2011-03-21 18:24:27

by Tony Luck

[permalink] [raw]
Subject: [RFC] pstore: Don't use persistent store for normal shutdown

In commit 04c6862c055fb687c90d9652f32c11a063df15cf
kmsg_dump: add kmsg_dump() calls to the reboot, halt, poweroff and emergency_restart paths

Seiji Aguchi added kmsg_dump options for all the "normal" ways
that a system can be shut down (KEXEC, RESTART, HALT and POWEROFF).
It doesn't seem useful to save the kernel log to persistent store
in these cases.

Signed-off-by: Tony Luck <[email protected]>

---

My /dev/pstore changes have been merged - and I immediately noticed that they
now save a record on every shutdown. Some simple detective work with git found
that kmsg_dump now has some new "reasons" for calling its subscribers.

This patch excludes the four "normal shutdown" cases from being logged
to persistent store, on the assumption that we don't want to clutter up
a limited amount of storage space with routine data. My presumption is
that there is some other subscriber to kmsg_dump that is doing something
with these reason codes ... is that right? Or do you think that we should
save the tail of kernel log into persistent store for every shutdown?

Perhaps we could save less data for these new reasons? Other ideas?

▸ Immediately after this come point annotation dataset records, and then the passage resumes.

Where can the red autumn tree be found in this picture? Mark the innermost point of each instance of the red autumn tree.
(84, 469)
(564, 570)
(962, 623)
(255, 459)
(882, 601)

diff --git a/fs/pstore/platform.c b/fs/pstore/platform.c
index ce9ad84..4ca44c6 100644
--- a/fs/pstore/platform.c
+++ b/fs/pstore/platform.c
@@ -61,15 +61,34 @@ static void pstore_dump(struct kmsg_dumper *dumper,
unsigned long s1_start, s2_start;
unsigned long l1_cpy, l2_cpy;
unsigned long size, total = 0;
- char *dst;
+ char *dst, *why;
u64 id;
int hsize, part = 1;

+ switch (reason) {
+ case KMSG_DUMP_KEXEC:
+ case KMSG_DUMP_RESTART:
+ case KMSG_DUMP_HALT:
+ case KMSG_DUMP_POWEROFF:
+ return;
+ case KMSG_DUMP_OOPS:
+ why = "oops";
+ break;
+ case KMSG_DUMP_PANIC:
+ why = "panic";
+ break;
+ case KMSG_DUMP_EMERG:
+ why = "emergency";
+ break;
+ default:
+ why = "unknown";
+ break;
+ }
mutex_lock(&psinfo->buf_mutex);
oopscount++;
while (total < kmsg_bytes) {
dst = psinfo->buf;
- hsize = sprintf(dst, "Oops#%d Part%d\n", oopscount, part++);
+ hsize = sprintf(dst, "%s#%d Part%d\n", why, oopscount, part++);
size = psinfo->bufsize - hsize;
dst += hsize;


2011-03-21 19:50:07

by Seiji Aguchi

[permalink] [raw]
Subject: RE: [RFC] pstore: Don't use persistent store for normal shutdown

Hi,

>Seiji Aguchi added kmsg_dump options for all the "normal" ways
>that a system can be shut down (KEXEC, RESTART, HALT and POWEROFF).
>It doesn't seem useful to save the kernel log to persistent store
>in these cases.

I think we should save the tail of kernel log into persistent store
for both every shutdown and kexec path because these data are useful
in enterprise area.

I already described the useful case in lkml (see below).

normal shutdown:
https://lkml.org/lkml/2010/11/17/249

kexec:
https://lkml.org/lkml/2011/2/23/325

Seiji

2011-03-21 20:27:57

by Tony Luck

[permalink] [raw]
Subject: Re: [RFC] pstore: Don't use persistent store for normal shutdown

On Mon, Mar 21, 2011 at 12:49 PM, Seiji Aguchi <[email protected]> wrote:
> I think we should save the tail of kernel log into persistent store
> for both every shutdown and kexec path because these data are useful
> in enterprise area.
>
> I already described the useful case in lkml (see below).
>
> normal shutdown:
> https://lkml.org/lkml/2010/11/17/249

I hadn't thought about the forensic opportunities to show that a reboot/halt
was the cause of a server shutdown - but these do look useful. Should
I still try to save as much data in these cases? Saving 1 Kbyte would be
enough to have the last dozen+ lines, including the critical
<0>[ 536.970556] Restarting system.
that you'd like to see.

> kexec:
> https://lkml.org/lkml/2011/2/23/325

In the case of kexec used as a "fast reboot" to another kernel, it might
also be valid to save some small amount of kernel log - but in the case
of kexec to take a kernel dump after a serious problem, it might be good
to have as much kernel log as possible to make sure that we have no
gaps in saved data. If there isn't an easy way to tell these two kexec
cases apart, we should just save more data in both cases.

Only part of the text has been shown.